# 20 years ago...



## FLBuff PE (Jun 4, 2009)

1989

I was 11.

A sampling of the early months...

February 2 – Soviet war in Afghanistan: The last Soviet Union armored column leaves Kabul, ending 9 years of military occupation.

March 4 – Time, Inc. and Warner Communications announce plans for a merger, forming Time Warner.

March 9 – A strike forces financially troubled Eastern Air Lines into bankruptcy.

March 24 – Exxon Valdez oil spill: In Alaska's Prince William Sound the Exxon Valdez spills 240,000 barrels (11 million gallons) of oil after running aground.

April 21 – Students from Beijing, Shanghai, Xian, and Nanjing begin protesting in Tiananmen Square.


----------



## Capt Worley PE (Jun 4, 2009)

Jeez, I was 22/23.

First engineering job.

Bought my first new car (Civic Si)

Moved out on my own.


----------



## Flyer_PE (Jun 4, 2009)

I was 21/22 and still had one more year to go.

Still driving my POS '78 Toyota pickup.


----------



## squishles10 (Jun 4, 2009)

I was 9. In 3rd grade. Just finished multiplication, hadn't moved on to division yet. I was "dating" a guy named Blue. I'm not kidding. So glad that didn't work out, as is my mom I bet.


----------



## TXengrChickPE (Jun 4, 2009)

On this date 20yrs ago, I was looking forward to my 12th birthday... and finishing up 6th grade. I was dating a juvenile delinquent named Tommy from 5th grade (maybe 11 years old?). The day after school let out he stole his Aunt's car, picked me up at my house and we drove to Baltimore (about 50 miles away) and back... didn't get caught.


----------



## csb (Jun 4, 2009)

I was 9, about to turn ten in a few weeks...I think my parents had just bought their first house.

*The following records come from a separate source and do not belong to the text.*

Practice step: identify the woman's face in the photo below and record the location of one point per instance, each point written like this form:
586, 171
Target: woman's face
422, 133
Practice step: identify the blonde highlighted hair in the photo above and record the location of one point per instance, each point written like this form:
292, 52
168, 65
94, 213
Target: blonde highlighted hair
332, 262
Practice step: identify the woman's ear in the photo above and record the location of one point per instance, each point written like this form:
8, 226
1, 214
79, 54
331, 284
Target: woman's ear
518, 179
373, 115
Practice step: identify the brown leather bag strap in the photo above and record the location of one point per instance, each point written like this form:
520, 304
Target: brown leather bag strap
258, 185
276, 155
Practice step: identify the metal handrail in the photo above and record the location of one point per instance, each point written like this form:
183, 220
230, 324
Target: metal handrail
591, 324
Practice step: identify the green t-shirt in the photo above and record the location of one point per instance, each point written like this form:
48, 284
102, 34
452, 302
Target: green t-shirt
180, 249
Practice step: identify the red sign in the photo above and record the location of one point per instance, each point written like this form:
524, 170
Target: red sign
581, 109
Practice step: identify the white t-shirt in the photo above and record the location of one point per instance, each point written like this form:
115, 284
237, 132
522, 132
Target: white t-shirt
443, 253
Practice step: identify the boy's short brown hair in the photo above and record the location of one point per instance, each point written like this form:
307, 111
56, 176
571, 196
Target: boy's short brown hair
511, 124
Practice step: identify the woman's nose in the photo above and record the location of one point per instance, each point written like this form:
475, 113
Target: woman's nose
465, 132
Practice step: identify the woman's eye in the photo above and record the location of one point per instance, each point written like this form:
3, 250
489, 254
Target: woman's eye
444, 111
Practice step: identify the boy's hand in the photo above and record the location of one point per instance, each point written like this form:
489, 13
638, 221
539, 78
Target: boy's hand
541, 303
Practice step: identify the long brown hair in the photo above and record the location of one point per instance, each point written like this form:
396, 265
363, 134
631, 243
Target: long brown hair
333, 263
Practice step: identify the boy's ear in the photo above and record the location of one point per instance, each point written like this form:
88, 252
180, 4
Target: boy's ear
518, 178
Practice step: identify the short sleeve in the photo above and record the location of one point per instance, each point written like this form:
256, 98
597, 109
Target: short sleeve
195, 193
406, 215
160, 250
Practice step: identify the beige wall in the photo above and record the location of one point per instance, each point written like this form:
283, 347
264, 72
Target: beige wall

Amazing how 20 years ago when a company didn't have any money it went bankrupt...


----------



## Freon (Jun 4, 2009)

Let's see:

- May 20th, promoted to 1st Lieutenant, USMC

- May 27th, Married to the present Mrs Freon

- June 24th, turned 25


----------



## DVINNY (Jun 4, 2009)

October 13, 1989 (Friday the 13th)

I got 'lucky' for the first time.

20 years later, I'm still addicted.


----------



## Capt Worley PE (Jun 5, 2009)

Freon got married the day I turned 23.

20 years ago today I was getting my full arm cast exchanged for a shorty cast. I'd broken a bone that makes you thumb opposable. This made the first few weeks with the new Civic (I'd bought it 5/30/89) really interestiung as it was a manual and had no power steering (with a fast ratio steering box).

I watched Tiennamen square and couldn't believe that tank didn't run over that guy.

I started my first engineering job 6/20. I was making 27K a year and thought I was in high cotton.

I went to my fifth year class reunion that summer and was the only person gainfully employed.


----------



## RIP - VTEnviro (Jun 5, 2009)

> I got 'lucky' for the first time.
> 20 years later, I'm still addicted.


Lucky is his gerbil's name for those of you who don't know. :laugh:


----------



## Fluvial (Jun 5, 2009)

Capt Worley PE said:


> I started my first engineering job 6/20. I was making 27K a year and thought I was in high cotton.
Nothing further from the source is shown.